The error has two parts--one is from sampling, and the other is from everything else--for example, supporters of the different candidates might differ in their willingness to respond, or the formulas for calculating turnout might be be wrong in ways that favored one party over the other. The size of sampling error can be calculated from statistical theory--the other part can't, and has to be estimated from experience.
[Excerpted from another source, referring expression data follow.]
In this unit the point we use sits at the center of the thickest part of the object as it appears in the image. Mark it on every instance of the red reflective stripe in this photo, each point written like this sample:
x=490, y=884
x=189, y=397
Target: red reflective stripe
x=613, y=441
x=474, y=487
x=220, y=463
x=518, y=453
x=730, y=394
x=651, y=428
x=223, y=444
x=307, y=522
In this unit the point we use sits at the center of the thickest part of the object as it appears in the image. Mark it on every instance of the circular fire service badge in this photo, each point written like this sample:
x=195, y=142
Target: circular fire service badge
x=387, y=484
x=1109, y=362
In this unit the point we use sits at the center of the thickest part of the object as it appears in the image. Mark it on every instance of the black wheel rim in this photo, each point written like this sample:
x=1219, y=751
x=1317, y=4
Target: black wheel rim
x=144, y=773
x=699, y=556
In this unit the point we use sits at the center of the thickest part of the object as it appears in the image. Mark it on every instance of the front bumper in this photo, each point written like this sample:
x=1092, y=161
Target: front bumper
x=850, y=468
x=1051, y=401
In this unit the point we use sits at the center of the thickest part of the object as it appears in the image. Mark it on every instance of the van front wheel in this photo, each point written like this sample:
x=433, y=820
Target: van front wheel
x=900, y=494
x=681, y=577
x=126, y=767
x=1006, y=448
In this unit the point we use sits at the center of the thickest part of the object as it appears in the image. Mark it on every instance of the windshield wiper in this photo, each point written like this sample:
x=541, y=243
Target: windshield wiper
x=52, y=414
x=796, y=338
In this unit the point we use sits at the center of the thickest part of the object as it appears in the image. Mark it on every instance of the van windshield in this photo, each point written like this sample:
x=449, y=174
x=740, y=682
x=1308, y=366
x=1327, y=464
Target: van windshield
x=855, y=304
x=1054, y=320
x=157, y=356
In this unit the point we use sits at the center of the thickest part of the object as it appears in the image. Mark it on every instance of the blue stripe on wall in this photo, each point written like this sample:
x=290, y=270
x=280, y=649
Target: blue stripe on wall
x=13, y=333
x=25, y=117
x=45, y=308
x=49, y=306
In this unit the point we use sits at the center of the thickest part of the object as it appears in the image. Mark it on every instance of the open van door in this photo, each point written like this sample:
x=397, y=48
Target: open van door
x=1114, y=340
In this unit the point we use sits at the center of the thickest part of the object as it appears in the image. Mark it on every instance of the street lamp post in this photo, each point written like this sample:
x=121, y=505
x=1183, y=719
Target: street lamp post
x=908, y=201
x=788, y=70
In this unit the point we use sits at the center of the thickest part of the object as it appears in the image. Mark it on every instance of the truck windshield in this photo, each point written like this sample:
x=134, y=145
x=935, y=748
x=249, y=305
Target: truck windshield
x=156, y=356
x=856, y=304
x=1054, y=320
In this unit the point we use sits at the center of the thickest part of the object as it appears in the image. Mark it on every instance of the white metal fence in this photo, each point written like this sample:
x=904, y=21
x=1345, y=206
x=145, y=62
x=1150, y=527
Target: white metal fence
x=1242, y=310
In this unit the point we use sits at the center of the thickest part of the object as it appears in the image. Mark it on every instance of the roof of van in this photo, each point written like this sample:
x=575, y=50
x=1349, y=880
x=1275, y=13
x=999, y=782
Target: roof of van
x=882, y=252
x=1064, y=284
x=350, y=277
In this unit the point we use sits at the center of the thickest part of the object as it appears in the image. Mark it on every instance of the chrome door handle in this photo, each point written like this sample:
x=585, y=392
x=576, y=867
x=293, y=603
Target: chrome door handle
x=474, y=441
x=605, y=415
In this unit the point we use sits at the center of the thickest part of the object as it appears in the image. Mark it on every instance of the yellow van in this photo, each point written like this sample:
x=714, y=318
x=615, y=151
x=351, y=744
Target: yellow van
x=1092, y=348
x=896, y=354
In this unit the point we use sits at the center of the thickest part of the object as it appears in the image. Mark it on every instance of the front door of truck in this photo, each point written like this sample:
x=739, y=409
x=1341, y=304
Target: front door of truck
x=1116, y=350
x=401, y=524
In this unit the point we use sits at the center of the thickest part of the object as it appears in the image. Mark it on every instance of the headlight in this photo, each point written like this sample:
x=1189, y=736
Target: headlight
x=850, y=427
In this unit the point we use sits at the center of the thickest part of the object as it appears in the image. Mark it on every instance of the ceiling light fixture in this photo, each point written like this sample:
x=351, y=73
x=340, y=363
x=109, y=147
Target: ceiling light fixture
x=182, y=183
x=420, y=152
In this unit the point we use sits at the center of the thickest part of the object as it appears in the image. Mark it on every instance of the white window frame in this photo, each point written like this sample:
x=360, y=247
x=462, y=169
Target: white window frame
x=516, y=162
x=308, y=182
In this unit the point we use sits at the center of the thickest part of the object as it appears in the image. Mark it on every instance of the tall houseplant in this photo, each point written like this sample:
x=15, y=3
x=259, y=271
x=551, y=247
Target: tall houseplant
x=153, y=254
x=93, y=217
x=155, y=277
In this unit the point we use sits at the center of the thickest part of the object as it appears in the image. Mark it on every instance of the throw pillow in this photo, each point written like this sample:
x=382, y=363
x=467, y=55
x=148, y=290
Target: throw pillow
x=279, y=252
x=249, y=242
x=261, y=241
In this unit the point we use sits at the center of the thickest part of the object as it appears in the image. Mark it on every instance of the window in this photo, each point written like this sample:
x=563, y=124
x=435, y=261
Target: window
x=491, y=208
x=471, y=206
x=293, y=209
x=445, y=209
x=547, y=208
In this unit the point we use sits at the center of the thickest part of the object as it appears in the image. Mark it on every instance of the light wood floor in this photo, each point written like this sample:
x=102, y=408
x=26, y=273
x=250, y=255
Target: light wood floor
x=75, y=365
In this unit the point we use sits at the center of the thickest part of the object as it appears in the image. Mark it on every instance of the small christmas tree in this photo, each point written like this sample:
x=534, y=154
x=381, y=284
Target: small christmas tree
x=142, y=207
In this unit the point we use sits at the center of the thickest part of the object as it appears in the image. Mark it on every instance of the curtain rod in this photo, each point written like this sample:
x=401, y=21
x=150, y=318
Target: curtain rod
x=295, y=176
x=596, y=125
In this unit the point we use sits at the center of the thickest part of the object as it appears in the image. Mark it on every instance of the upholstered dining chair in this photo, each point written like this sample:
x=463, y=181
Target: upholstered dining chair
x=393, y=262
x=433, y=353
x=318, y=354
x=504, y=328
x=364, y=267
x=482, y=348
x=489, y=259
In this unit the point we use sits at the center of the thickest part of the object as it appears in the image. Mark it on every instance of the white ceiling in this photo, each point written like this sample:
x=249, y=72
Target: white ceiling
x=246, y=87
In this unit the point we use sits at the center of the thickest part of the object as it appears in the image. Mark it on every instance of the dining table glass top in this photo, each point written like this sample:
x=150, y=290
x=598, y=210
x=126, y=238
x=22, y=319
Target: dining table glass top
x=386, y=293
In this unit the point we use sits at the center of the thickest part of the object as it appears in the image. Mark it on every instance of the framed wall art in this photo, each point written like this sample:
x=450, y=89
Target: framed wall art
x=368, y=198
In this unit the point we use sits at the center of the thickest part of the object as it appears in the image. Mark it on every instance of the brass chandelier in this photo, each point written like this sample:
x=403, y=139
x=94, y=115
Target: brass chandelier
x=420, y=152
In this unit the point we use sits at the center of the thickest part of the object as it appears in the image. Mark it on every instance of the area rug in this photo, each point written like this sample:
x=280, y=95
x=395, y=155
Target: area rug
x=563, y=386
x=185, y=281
The combined sample for the RCP average is so large that sampling error is trivial, on the order of 0.1%. The samples for the individual Gallup polls are smaller, so sampling error is a factor. However, it's not nearly big enough to account for the discrepancies. A rough calculation is that the non-sampling error has a standard deviation of about 5. Until 1948, the Gallup poll used quota samples. That period included two big errors--the notorious 1948 election, and the 1936 election, when the poll showed a Democratic lead of +12 (56%-44%), but the actual lead was +25 (62.5%-37.5%). If you confine it to the 1952-2012 period, the non-sampling error has a standard deviation of about 3--that is, candidate leading by three in the polls would lose about one time in six if the errors are normally distributed. Most of the prediction sites seemed to give Clinton about an 85% chance of winning, which was just about right according to this analysis. Someone just going by the polls would have been a little surprised by the outcome, but not shocked.
Ironically, the problem may have been that journalists (and other observers, including me) paid too much attention to other "information" beyond the polls. Similarly, in the Brexit referendum, the perception of the result as a shock wasn't based on the polls, which showed a close contest, but on a general reading of the public mood.